What about auto-vectorisation?
FMAs are often found in loops over arrays, making them a potential target for vectorisation by the compiler. I’d like to see that in action. Here’s another quick test program:
import java.util.Arrays;
public class RedLeicester {
static final int LEN = 1024;
public static void main(String[] args) {
var a = new double[LEN];
var b = new double[LEN];
var c = Math.random();
for (int i = 0; i < LEN; i++) {
a[i] = Math.random();
b[i] = Math.random();
}
System.out.println("initialized data");
for (int i = 0; i < LEN; i++) {
a[i] = Math.fma(c, b[i], a[i]);
// a[i] += c * b[i];
}
System.out.println(Arrays.toString(a));
}
}At least on my M2 Mac and using Oracle GraalVM 24.0.1 (not CE!), no vectorisation seems to happen. No NEON instructions. Even using -O2 -march=native, it’s just a plain loop over the array’s elements, one by one.
redleicester[0x1000042dc] <+732>: mov w0, wzr
redleicester[0x1000042e0] <+736>: ldr d0, [sp, #0x48]

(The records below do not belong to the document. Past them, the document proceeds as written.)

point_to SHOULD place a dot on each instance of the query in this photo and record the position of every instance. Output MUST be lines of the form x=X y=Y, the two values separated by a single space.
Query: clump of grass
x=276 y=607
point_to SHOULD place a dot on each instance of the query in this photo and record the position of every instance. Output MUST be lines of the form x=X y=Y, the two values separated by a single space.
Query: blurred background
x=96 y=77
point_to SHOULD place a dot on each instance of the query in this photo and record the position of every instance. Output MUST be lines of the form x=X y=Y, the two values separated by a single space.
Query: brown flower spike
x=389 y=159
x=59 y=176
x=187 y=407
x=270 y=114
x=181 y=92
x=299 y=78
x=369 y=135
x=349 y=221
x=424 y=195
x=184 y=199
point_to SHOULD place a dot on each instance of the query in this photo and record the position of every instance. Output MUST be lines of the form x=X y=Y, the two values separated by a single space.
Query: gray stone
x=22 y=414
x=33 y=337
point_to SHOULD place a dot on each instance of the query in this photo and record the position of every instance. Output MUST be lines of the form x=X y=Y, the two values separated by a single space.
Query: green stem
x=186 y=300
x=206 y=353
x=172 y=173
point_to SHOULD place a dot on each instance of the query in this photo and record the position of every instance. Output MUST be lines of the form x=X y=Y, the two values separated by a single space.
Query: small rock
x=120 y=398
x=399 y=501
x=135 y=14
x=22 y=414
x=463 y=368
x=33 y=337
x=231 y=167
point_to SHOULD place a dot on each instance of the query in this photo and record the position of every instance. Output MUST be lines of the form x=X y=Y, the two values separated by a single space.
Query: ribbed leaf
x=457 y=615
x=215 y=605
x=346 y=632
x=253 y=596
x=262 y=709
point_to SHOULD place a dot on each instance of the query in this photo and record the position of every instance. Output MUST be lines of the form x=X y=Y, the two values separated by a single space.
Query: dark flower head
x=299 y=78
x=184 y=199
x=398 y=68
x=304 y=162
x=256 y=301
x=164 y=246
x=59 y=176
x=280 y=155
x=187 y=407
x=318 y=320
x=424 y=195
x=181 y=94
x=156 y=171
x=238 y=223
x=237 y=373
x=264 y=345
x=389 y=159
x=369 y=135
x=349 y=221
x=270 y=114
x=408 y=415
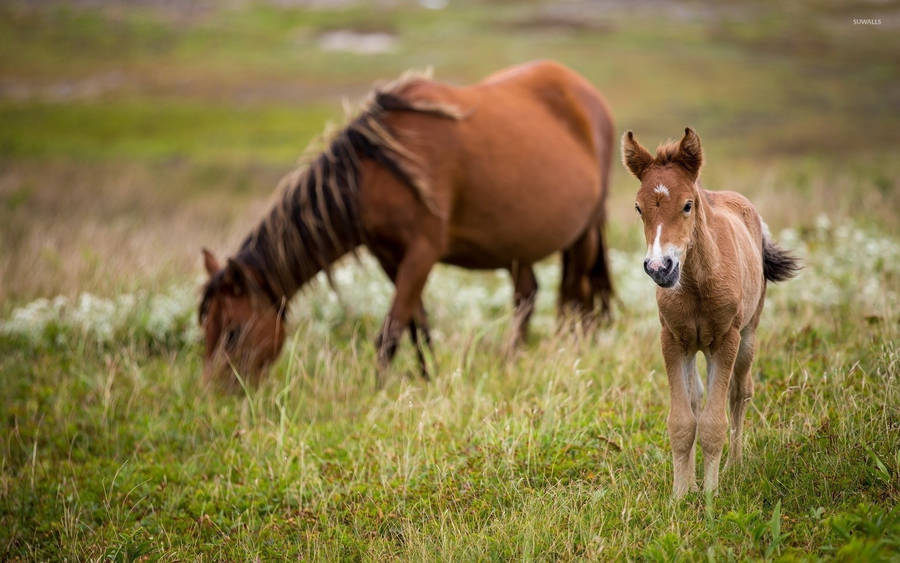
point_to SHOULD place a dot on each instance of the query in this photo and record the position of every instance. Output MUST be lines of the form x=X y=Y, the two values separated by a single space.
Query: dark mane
x=315 y=218
x=667 y=153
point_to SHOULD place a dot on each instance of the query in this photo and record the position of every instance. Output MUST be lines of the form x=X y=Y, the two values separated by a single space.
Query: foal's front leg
x=713 y=421
x=682 y=423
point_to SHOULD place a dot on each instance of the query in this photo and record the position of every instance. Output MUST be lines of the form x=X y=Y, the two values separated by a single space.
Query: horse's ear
x=634 y=156
x=210 y=262
x=690 y=155
x=234 y=278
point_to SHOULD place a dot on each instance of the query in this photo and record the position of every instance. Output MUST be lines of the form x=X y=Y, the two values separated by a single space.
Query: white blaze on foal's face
x=666 y=200
x=666 y=206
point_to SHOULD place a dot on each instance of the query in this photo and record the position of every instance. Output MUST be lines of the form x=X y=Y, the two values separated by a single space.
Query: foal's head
x=243 y=329
x=667 y=201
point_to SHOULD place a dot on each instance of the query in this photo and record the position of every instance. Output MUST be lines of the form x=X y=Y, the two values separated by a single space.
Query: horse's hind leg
x=525 y=294
x=576 y=295
x=601 y=279
x=740 y=393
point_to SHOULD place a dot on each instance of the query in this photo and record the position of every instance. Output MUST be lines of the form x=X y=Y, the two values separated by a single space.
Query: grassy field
x=132 y=136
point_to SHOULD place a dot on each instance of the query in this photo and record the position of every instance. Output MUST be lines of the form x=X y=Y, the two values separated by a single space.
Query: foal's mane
x=314 y=219
x=667 y=152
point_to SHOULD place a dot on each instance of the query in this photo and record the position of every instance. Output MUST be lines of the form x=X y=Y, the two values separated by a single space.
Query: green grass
x=132 y=137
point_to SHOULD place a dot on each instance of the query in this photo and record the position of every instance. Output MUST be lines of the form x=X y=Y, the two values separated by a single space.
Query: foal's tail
x=778 y=263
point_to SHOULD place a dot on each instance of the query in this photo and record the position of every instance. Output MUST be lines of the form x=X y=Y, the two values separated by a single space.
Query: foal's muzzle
x=664 y=272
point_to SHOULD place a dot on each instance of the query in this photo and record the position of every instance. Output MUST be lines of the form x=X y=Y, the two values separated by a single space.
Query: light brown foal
x=710 y=254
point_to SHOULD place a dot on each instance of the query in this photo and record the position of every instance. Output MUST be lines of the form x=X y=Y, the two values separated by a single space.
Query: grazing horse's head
x=667 y=201
x=243 y=328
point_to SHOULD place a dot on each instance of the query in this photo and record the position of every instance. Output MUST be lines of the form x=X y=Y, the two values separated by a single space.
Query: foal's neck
x=314 y=222
x=702 y=255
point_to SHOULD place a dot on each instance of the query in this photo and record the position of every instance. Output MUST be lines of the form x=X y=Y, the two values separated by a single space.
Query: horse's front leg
x=412 y=273
x=682 y=423
x=713 y=421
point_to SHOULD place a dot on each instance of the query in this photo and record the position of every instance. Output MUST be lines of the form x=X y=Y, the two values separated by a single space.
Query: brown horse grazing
x=496 y=175
x=710 y=254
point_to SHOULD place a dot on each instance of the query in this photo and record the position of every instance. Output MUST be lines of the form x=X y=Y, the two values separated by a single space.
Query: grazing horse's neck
x=314 y=222
x=702 y=254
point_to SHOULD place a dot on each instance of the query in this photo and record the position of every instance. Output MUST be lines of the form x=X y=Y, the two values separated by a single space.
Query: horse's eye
x=231 y=337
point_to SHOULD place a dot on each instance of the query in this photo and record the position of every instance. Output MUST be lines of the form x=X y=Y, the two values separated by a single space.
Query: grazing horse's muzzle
x=664 y=272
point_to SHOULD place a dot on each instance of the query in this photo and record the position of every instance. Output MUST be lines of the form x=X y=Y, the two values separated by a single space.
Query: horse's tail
x=778 y=263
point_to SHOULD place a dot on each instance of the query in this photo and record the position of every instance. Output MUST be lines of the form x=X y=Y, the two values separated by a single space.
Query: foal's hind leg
x=740 y=393
x=525 y=294
x=712 y=424
x=681 y=422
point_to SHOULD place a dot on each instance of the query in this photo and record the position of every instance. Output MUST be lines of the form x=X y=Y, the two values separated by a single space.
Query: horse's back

redleicester[0x1000042e4] <+740>: ldp x3, x2, [sp, #0x28]
redleicester[0x1000042e8] <+744>: b 0x100004320 ; <+800>
redleicester[0x1000042ec] <+748>: nop
redleicester[0x1000042f0] <+752>: nop
redleicester[0x1000042f4] <+756>: nop
redleicester[0x1000042f8] <+760>: nop
redleicester[0x1000042fc] <+764>: nop
redleicester[0x100004300] <+768>: nop
redleicester[0x100004304] <+772>: orr x1, xzr, #0x8
redleicester[0x100004308] <+776>: add x1, x1, w0, uxtw #3
redleicester[0x10000430c] <+780>: ldr d1, [x3, x1]
redleicester[0x100004310] <+784>: ldr d2, [x2, x1]

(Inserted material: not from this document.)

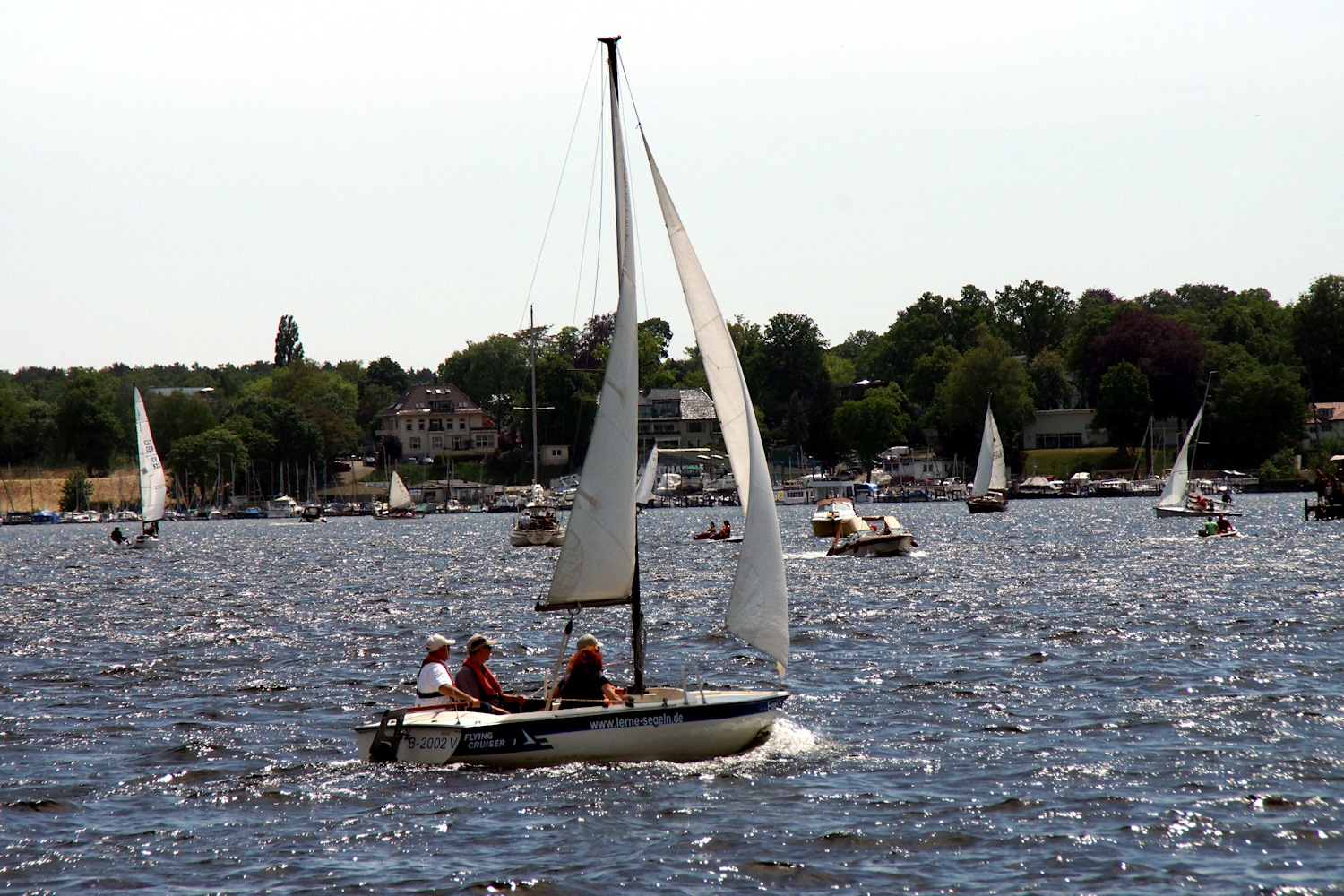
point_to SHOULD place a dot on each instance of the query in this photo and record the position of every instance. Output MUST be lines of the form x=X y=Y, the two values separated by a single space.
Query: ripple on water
x=1075 y=697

redleicester[0x100004314] <+788>: fmadd d1, d0, d2, d1
redleicester[0x100004318] <+792>: str d1, [x3, x1]
redleicester[0x10000431c] <+796>: add w0, w0, #0x1
redleicester[0x100004320] <+800>: cmp w0, #0x400
redleicester[0x100004324] <+804>: b.lo 0x100004300 ; <+768>
Switching from Math.fma() to a plain multiply-and-add, using floats instead of doubles, or changing the array size doesn’t help either. With -O3, it seems that you get more loop unrolling, but still no vector-based instructions.
Perhaps it’s a limitation of the compiler, perhaps it’s intentional? A Medium post by Andrew Craik from 2021 states that “only native images built with profile-guided optimization (PGO) will see the full benefit of GraalVM’s vectorization capabilities” – alas, trying it with PGO didn’t change anything for me.
A quick test on x64 Linux with the identical Java code shows basically the same result, so this does not appear to be exclusive to AArch64 or macOS.